Jean-Marc Houmard started off as a waiter at Indochine and quickly worked his way to the top. Now running the show at  Indochine, as well as Acme, Tijuana Picnic and newly opened Tribal Hotel in Nicaragua, Jean-Marc gave us the scoop on why Indochine is the go-to for the art world.


Art Zealous: Can you tell us about, briefly, the history of Indochine 

Jean-Marc: Indochine opened in 1984. The opening party was for Julian Schnabel and that bunch, you know, the downtown people of that time and it felt like everyone who was anyone at that time attended that dinner, so that really started the restaurant right away. I started there in 1986, as a waiter and then I became a manager, then a maître d’ so I was sitting all of these famous art people.


JM: I worked my way up, and then in 1992 my partners and myself bought the business, which was after the crash of Wall Street so the economy was down and the art world was down. No one was throwing parties anymore, so it was a tough time and but we decided it was the right time to buy the business and it took of a couple of years to revive it. It was really hard at the beginning but we revived and we just celebrated our 30 year anniversary last November. So, it’s kind of amazing and we feel very blessed.
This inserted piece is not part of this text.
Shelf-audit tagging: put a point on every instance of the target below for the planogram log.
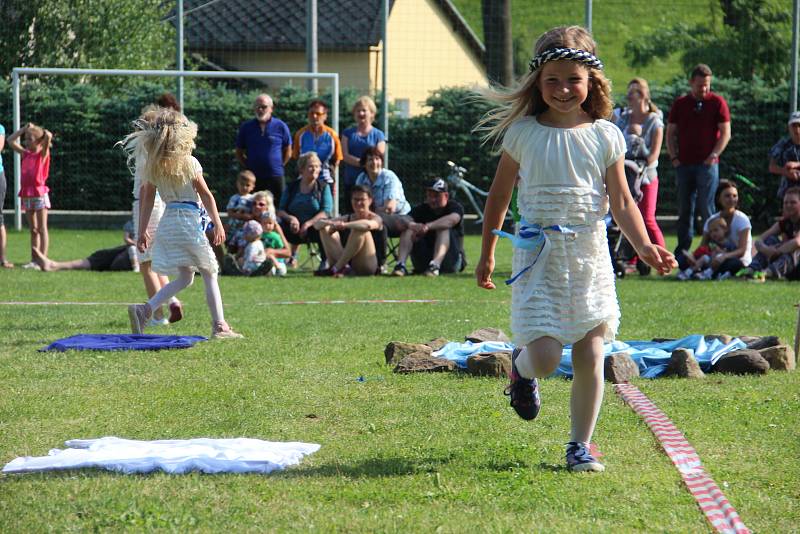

AZ: Would you call it an institution?

JM: Yeah. It’s an institution almost, but an institution that still feels young, some old restaurants are institutions, but they feel dusty. I don’t think this is the case with Indochine. I think it feels very current and most nights it’s a lot of really young people.


AZ: So why do you think the creative industry flocks here?

JM: It’s hard to tell, but we’ve always cultivated the fashion and art world and somehow I think this stuff really has something to do with the all the creative kids bring life to the room. We don’t have a uniform so it shows personalities. I think the individuality of the staff makes it feel more intimate and special.  We’ve been around for so long and a lot of the staff has been here for a while. I’ve been here forever and I recognize people even if they haven’t been in 10 years. There’s something familiar that people appreciate it. In New York everything is always changing, so it’s kind of nice to know what you’re going to find when you come to Indochine.


AZ: Tell us about the interior of the restaurant

JM:  The interior hasn’t changed at all.  We have some artworks that were used in the book I did for the 25th anniversary we had artist friends like Francesco  Clemente and Kenny Scharf do the artwork for the book and we have the originals in the back and in the bathrooms.


AZ: How does art play a role in your life?

JM: I grew up actually making some art myself and I studied it some. So I always heard about the legends, Lichtenstein, Basquiat, Warhol, you know, the names that were bigger than life. Then they all came here which was kind of amazing to meet all those legendary artists. My first encounter with the art in New York was when I first started here, and I waited on Andy Warhol and that was like “Wow! I’m waiting on Andy Warhol!”


And Basquiat lived on Great Jones so he was here all the time. He came a lot alone actually so we bonded a little bit ‘cause this was his canteen. The art world has always been, like I said, an important part of our patrons. We do a lot of private events for galleries and it’s funny I remember Angela Westwater doing dinners here and I hadn’t seen here in almost 20 years and I ran into her last year and we knew we recognized each other. It’s funny when those, kind of relapses of time, there’s continuity when you’ve been around for so long.


AZ: Do you collect art yourself?

JM: I do a little bit.  I like to go to charity events, like we always do Coalition for the Homeless; we cater their events, so sometimes there’s some great art pieces that can be bought at their silent auctions.


AZ: Where gets you in the creative mood?

JM: Just kind of getting out and seeing what’s around. Even just going to dinner and sometimes you can find yourself in the middle of a table with people you wouldn’t meet otherwise. You know, it’s kind of fascinating sometimes to have new people at the same table and just realizing what they do, who they are, and how they kind of shape what’s going on in New York and in the world.


AZ: Any exciting projects coming up?

JM: I just opened a small hotel in Nicaragua, Tribal Hotel. A childhood friend from Switzerland and I have been vacationing there for several years and it felt like something new that hadn’t been overdone. It was a really fun, creative project because we didn’t use a designer or architect, we really did it from scratch, even all the furniture we designed ourselves and had it made by local artisans.